CBSN

Biden, Pointed and Off Script, Gets Loose and Loud

(CBS)
From CBS News' Ryan Corsaro:

(LANGHORNE, PA.) - "I know that Joe and Barack are going to work to end this war in Iraq!" yelled Jill Biden to a crowd of over a thousand in an oven-temperature auditorium.

Dressed in a buttercup-yellow skirt suit, Biden introduced her husband to a sea of waving palms and clapping hands.

Joe Biden's town hall event was admittedly off-script at times and intermittently sentimental, though he allowed himself bursts of rage as he railed against Republicans.

"Last night we heard my friend, and I really mean this sincerely…" he said calmly.

"John McCain is my friend. I know of no man or woman I've met that has more personal courage than John McCain."

Biden went at length to describe the closeness between McCain and his family, saying that when traveling together once, he came upon his spouse and McCain – a story he said his wife would not want him to tell.

"Jill and John are standing up on the tables, drinking Ouzo, dancing, and I'm thinking, I've never trusted him since then, Jillie!"

All joking aside, Biden insisted, "My argument is not with John the man, my argument is with John's ideas."

Reflecting on the Republican National Convention he was able to catch on television, Biden began a slow boil.

"It's not so much of what I heard, when I heard John speak last night, or what I heard when the Governor of Alaska speak the night before," said Biden, but more of what he did not hear – "the middle class".

"The silence of the Republican party was deafening -- was deafening!" he bellowed. "My God."

Biden said all he did hear was "boy she's good," referring to Gov. Palin, and "how a left jab can be stuck pretty nice."

"They had great quips," Biden said of the Republicans, which reminded him of teasing schoolchildren.

"That's what this reminded me of. Oh I love that dress, is that your mother's? You know what I'm talking about."

Talking directly to middle-class voters, Biden asked, "How many of you sweated bullets figuring out how they're going to get tuition so they can start in August?" asked Biden, pointing his finger. "That's what middle class people think about!"

On the day new unemployment figures were released, Biden made a focus of his speech on labor in America.

"We have lost 604,000 jobs in America this calendar year," said Biden, pointing out that 6.1 percent of the American workforce being idle.

For those citizens recently added to the figure, Biden said, "It's not merely a lost job. It's a lost sense of identity that occurs."
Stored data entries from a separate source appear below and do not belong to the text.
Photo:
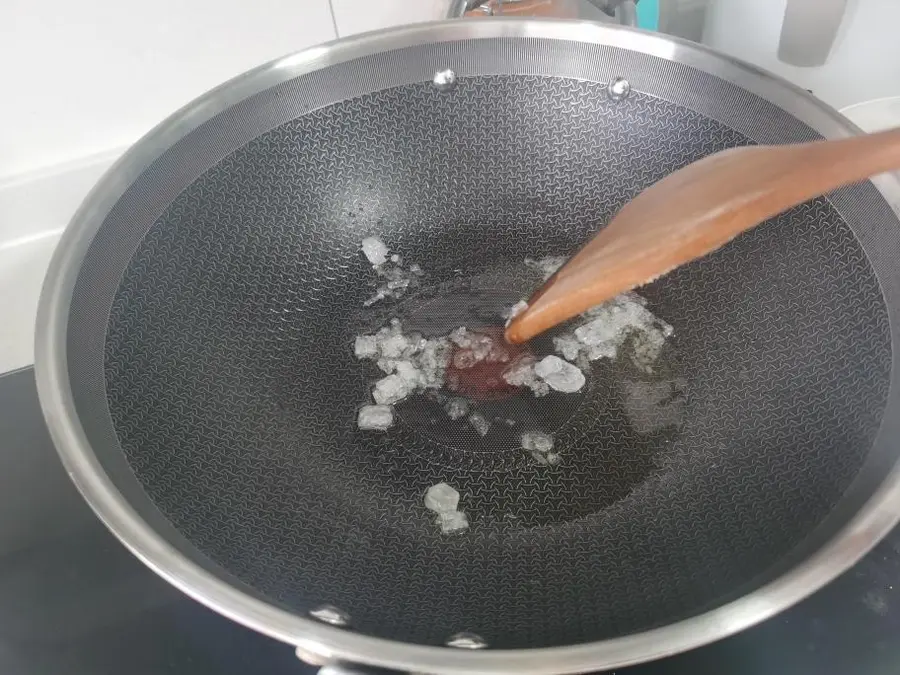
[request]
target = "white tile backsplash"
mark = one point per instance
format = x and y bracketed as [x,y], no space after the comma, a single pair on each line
[83,77]
[359,16]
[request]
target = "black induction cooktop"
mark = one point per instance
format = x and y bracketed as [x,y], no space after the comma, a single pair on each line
[73,601]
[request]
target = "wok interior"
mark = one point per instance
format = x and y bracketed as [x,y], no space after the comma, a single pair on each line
[232,388]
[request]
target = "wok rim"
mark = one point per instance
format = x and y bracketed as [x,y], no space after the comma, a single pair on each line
[325,643]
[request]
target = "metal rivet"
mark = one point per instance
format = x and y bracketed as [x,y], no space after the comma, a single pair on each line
[618,89]
[466,640]
[330,615]
[444,80]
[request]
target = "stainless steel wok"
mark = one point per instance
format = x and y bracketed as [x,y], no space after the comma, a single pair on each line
[195,363]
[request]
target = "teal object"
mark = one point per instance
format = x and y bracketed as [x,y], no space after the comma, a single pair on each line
[648,14]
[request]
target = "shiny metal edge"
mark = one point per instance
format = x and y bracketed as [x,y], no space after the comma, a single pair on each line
[880,513]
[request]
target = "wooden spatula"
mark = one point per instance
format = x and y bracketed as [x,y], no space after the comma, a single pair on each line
[696,210]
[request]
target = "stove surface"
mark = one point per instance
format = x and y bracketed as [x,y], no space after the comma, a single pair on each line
[74,601]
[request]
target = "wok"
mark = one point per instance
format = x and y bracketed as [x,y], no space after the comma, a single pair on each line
[195,354]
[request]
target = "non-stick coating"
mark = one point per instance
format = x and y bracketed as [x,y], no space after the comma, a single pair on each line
[232,387]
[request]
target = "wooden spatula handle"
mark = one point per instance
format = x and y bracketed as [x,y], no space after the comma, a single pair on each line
[695,211]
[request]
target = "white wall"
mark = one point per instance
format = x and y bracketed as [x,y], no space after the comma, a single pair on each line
[80,80]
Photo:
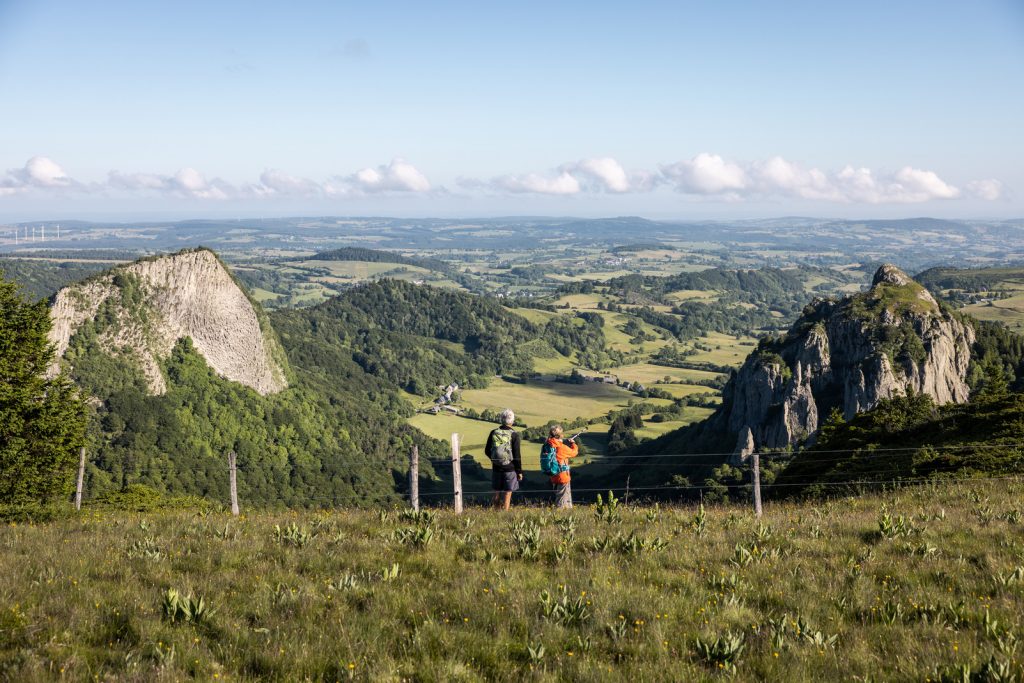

Getting into specifics, Biden promised that an Obama administration would give families making $75,000 a year or less a tax rebate to help pay for the rising costs of gas.

"People say that's gimmicky…[but] you need help now. We're going to give you a thousand dollars now."

Standing in a high school gymnasium, Biden said "any country that out-teaches us will out-compete us."

"It really is a national security issue, I know it sounds stupid to say that. It really is a national security issue."

Biden's temper flared as he told the crowd that McCain would give $4 billion to oil companies to "explore off-shore drilling."

"[Oil companies] earned six hundred billions dollars…since 2000," shouted Biden. "This isn't theater here. This is real! It makes me angry!"

After several moments of emotion and outrage in his delivery, Biden acknowledged his tone and directness, saying, "I am told I should not say things as straightly as I do."

On the Iraq war, Biden said it was example of Sen. Obama having a sense of good judgement in foreign policy when he pushed for a timetable – one that Biden expects to receive on his desk from the president with the next month as part of an agreement with the Iraqi government. It's a plan he says Obama has been calling for years.

"The only guy that doesn't get it is John McCain. Barack Obama gets it. John McCain doesn't."

The crowd was receptive to Biden's shrieks of disgust and moments of calm inflection. After over an hour in the steamy field house, Biden sensed its time to wrap it up.

"The staff's gonna kill me. The Secret Service's gonna arrest me. By the way, I never had Secret Service before. It's really nice not going through metal detectors anymore. They asked me why I agreed to run for vice president. The plane waits till you get there unless you're getting on with the president, you know?"